Europe jihadist push goes underground
February 19, 2009 by SAF Desk
Filed under News at a glance
William Maclean
BRUSSELS (Reuters) – Prisons and private homes have taken over from mosques as recruiting hubs for Islamist radicals in Europe, a shift that cannot be tackled simply by short-term government security measures, an academic said on Wednesday.
Under pressure from state surveillance and disapproval from local communities, activists who once trawled high-profile mosques for recruits increasingly use more discreet venues including makeshift prayer halls and bookshops, said Peter Neumann, a political scientist at Kings College, London. “This pattern of withdrawal from open agitation is consistent across Western Europe,” said Neumann, author of “Joining al Qaeda,” a report on radicalisation in Europe published by an independent British-based think-tank.

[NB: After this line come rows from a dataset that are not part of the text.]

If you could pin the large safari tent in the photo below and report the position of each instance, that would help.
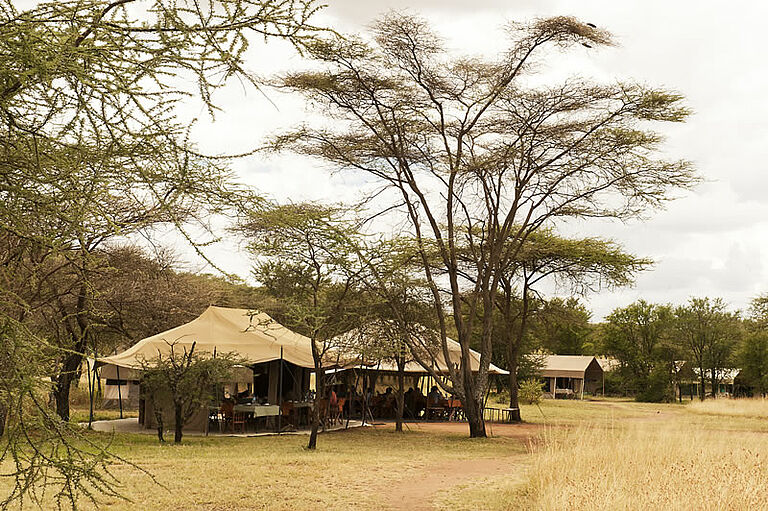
(278, 361)
(572, 376)
(277, 369)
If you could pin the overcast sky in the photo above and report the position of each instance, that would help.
(709, 242)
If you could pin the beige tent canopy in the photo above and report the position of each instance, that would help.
(575, 374)
(438, 363)
(254, 336)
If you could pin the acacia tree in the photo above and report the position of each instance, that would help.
(92, 149)
(186, 379)
(638, 337)
(580, 265)
(708, 332)
(307, 263)
(475, 161)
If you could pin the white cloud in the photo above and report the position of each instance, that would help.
(710, 242)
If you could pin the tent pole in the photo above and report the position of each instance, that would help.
(119, 393)
(90, 392)
(280, 395)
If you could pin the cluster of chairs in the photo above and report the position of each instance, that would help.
(227, 419)
(445, 409)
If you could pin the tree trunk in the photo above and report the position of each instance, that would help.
(3, 414)
(319, 395)
(62, 387)
(474, 417)
(179, 424)
(514, 401)
(159, 420)
(400, 395)
(513, 353)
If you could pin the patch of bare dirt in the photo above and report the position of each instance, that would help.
(419, 491)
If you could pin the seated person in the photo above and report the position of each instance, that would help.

“A lot of open activities that used to go on at mosques are now taking place in private flats and apartments, as mosques themselves become more vigilant and clamp down,” he said in an interview on the sidelines of a security conference in Belgium.

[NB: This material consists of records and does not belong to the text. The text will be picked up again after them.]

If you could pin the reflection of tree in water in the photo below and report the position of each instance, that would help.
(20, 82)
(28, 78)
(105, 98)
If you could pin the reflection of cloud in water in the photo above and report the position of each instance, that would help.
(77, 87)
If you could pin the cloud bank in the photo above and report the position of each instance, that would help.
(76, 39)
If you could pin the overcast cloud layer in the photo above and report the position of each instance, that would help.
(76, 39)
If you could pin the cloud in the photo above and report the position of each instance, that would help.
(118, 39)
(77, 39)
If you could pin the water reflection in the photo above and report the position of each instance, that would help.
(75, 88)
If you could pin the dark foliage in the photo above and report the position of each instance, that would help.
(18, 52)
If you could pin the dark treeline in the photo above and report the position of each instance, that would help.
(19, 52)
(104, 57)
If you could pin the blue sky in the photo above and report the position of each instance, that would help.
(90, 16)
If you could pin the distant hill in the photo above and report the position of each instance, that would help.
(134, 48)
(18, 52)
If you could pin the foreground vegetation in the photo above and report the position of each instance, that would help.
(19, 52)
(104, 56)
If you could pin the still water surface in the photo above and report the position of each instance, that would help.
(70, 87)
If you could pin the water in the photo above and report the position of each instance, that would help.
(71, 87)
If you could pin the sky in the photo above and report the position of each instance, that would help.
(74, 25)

“It’s been driven underground. It’s much more difficult for people like Abu Hamza to be operating out in the open, although it doesn’t mean they have gone away,” he told Reuters.
He was referring to Abu Hamza al-Masri, a firebrand Muslim preacher who acted as a magnet for radicals drawn to his mosque in north London in the 1990s, an easy surveillance target for police watching out for such activities.